Empagliflozin and uric acid metabolism in diabetes: A post hoc analysis of the EMPA-REG OUTCOME trial

João Pedro Ferreira, Silvio E Inzucchi, Michaela Mattheus, Thomas Meinicke, Dominik Steubl, Christoph Wanner, Bernard Zinman, João Pedro Ferreira, Silvio E Inzucchi, Michaela Mattheus, Thomas Meinicke, Dominik Steubl, Christoph Wanner, Bernard Zinman

Abstract

Aim: To evaluate the effect of empagliflozin on uric acid (UA) levels, antigout medication and gout episodes in the EMPA-REG OUTCOME trial (NCT01131676).

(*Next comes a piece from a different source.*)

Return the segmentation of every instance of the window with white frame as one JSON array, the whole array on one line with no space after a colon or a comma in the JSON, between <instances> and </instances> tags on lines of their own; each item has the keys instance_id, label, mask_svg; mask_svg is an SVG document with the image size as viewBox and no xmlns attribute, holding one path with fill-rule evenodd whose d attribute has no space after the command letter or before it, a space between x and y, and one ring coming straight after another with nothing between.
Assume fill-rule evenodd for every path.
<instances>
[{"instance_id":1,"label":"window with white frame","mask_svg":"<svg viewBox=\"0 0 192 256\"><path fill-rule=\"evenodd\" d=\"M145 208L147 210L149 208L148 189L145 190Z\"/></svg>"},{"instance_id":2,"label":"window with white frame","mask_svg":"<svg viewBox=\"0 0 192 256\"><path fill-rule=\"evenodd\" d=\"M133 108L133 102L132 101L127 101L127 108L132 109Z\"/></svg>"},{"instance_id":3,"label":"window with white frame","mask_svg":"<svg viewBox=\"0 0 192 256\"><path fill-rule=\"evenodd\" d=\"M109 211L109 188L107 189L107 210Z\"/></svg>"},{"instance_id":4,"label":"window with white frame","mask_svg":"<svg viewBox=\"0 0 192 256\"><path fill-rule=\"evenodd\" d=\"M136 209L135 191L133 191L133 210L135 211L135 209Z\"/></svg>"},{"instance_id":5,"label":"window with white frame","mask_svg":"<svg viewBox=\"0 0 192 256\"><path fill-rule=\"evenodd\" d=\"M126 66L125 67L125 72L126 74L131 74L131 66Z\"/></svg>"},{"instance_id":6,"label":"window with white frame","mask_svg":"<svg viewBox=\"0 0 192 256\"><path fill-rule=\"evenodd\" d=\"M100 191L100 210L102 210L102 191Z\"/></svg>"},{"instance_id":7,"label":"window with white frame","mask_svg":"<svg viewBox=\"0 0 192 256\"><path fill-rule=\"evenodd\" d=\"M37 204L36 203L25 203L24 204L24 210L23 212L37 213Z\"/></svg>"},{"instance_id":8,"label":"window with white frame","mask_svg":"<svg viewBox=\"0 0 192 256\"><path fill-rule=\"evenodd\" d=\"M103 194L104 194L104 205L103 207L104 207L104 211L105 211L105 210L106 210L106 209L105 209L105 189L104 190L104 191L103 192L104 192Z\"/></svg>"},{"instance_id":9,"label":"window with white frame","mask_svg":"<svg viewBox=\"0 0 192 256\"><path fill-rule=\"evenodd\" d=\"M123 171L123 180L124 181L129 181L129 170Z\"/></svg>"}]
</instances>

Materials and methods: A total of 7020 patients with type 2 diabetes (T2D) were randomized to either empagliflozin (10 or 25 mg) or placebo. The effects of empagliflozin versus placebo on UA concentration were assessed using mixed linear models. A composite outcome of new prescription of antigout medication or gout episode was studied with Cox proportional hazards models.

Results: Empagliflozin reduced serum UA levels versus placebo: week 52 adjusted mean treatment difference = -0.37 (95% confidence interval [CI] -0.42, -0.31) mg/dL; this was more pronounced in patients with baseline UA ≥ 7.0 mg/dL versus <7.0 mg/dL: week 52 adjusted mean treatment difference = -0.56 (95% CI -0.68, -0.43) and -0.30 (95% CI -0.37, -0.24) mg/dL, respectively. Among 6607 patients not taking antigout medications at baseline, 5.2% had a gout episode or initiated antigout treatment versus 3.6% in the placebo and empagliflozin groups, respectively: hazard ratio 0.67 (95% CI 0.53, 0.85; P = 0.001). Both components of the composite outcome contributed to the reduction with empagliflozin in the composite. Risk reduction was similar with both empagliflozin doses.

Conclusions: Empagliflozin reduced UA levels and the composite of gout episodes or prescription of antigout medication. These clinically important findings expand the utility of empagliflozin as a potential antigout treatment in patients with T2D, beyond its well-established cardio-renal benefits.

Keywords: antigout treatment; empagliflozin; gout; type 2 diabetes; uric acid.

Conflict of interest statement

J.P.F. is a consultant for Boehringer Ingelheim. S.E.I. reports membership on scientific/research advisory boards for Boehringer Ingelheim, AstraZeneca, Intarcia, Lexicon, Janssen, Sanofit, Merck & Co. and Novo Nordisk, has received research supplies to Yale University from Takeda, and has participated in medical educational projects, for which unrestricted funding from Boehringer Ingelheim, Eli Lilly, and Merck & Co. was received by Yale University. C.W. has received honoraria for consultancy and lecturing from AstraZeneca, Bayer, BI, GlaxoSmithKline, Eli Lilly and Company, Merck Sharp & Dome, Mundipharma, Sanofi Genzyme and Takeda. B.Z. received consulting fees from Boehringer Ingelheim, Novo Nordisk and Eli Lilly. M.M., T.M. and D.S. are Boehringer Ingelheim employees.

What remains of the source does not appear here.